Mbay, Ekorantt.com – Ruang kelas 1 SDI Wudu, Kelurahan Rega, Kecamatan Boawae, Kabupaten Nagekeo tertata rapi. Anak-anak dibagi dalam beberapa kelompok saat Tim Pemantau Bersama Komite Pengarah Nasional Inovasi Fase 2 berkunjung ke sekolah itu pada Kamis, 9 Februari 2023 lalu.
Viktoria Moghang membuka pelajaran dalam bahasa Nage. Ia mengucapkan salam kepada peserta didik.
“Poa ana-ana (selamat pagi anak-anak),” ucap Viktoria. “Poa ibu guru,” anak-anak antusias menjawab.
“Bhila ba, negha siap kita mo’o dheko les leza nge’e? (Bagaimana, sudah siap ikut les hari ini?). Pertanyaan Viktoria langsung ditimpali siswa. “Siap ibu guru.”
Viktoria sudah lebih dari 10 tahun mengajar siswa kelas 1 SDI Wudu menggunakan bahasa Nage.
Berbahasa daerah di lingkungan sekolah sudah menjadi kebiasaan di Nagekeo, jauh sebelum kurikulum merdeka berlaku.
Namun, penggunaan bahasa daerah dalam sistem pembelajaran sebagai model pendekatan transisi bahasa ibu mulai masif, setelah program Inovasi untuk Anak Sekolah Indonesia (INOVASI) berjalan di Nagekeo.
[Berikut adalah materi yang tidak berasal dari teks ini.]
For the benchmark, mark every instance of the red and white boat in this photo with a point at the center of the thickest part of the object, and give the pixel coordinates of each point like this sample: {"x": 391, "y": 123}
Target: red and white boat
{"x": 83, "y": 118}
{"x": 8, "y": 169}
Viktoria memperkenalkan huruf dengan alat peraga. Media peraga bertuliskan nama alat dan buah dalam bahasa daerah kemudian dibagikan ke kelompok siswa.
Masing-masing kelompok mendapatkan satu alat peraga. Viktoria memimpin para siswa untuk mengeja huruf satu per satu.
Selanjutnya, ia memilih huruf secara acak, meminta seorang siswa untuk melafalkannya. Siswa lain mendengarkan, untuk kemudian dilafalkan secara bersama-sama. Proses tersebut dilakukan terus menerus dari satu kelompok ke kelompok lain.
Selama proses pengenalan huruf dengan bahasa Nage, siswa di masing-masing kelompok tampak berpartisipasi aktif. Bahkan, mereka lebih antusias mengikuti pelajaran.
Viktoria berkata, pengenalan huruf kepada siswa kelas rendah dikemas dalam bentuk permainan. Tujuannya, agar suasana pembelajaran lebih fleksibel dan siswa mudah mengetahui letak huruf dalam kata, serta enteng melafalkannya.
“Misalnya, kata mude (jeruk). Saya tanya siswa huruf e di urutan ke berapa. Kemudian huruf e tadi bunyinya seperti apa,” kata dia.
Penggunaan bahasa Nage sebagai bahasa pengantar dalam pembelajaran mengacu pada buku Ramah Cerna Kata (RCK) tahap 1 hingga 12 dan buku berjenjang tingkat yang disusun Yayasan Sulinama.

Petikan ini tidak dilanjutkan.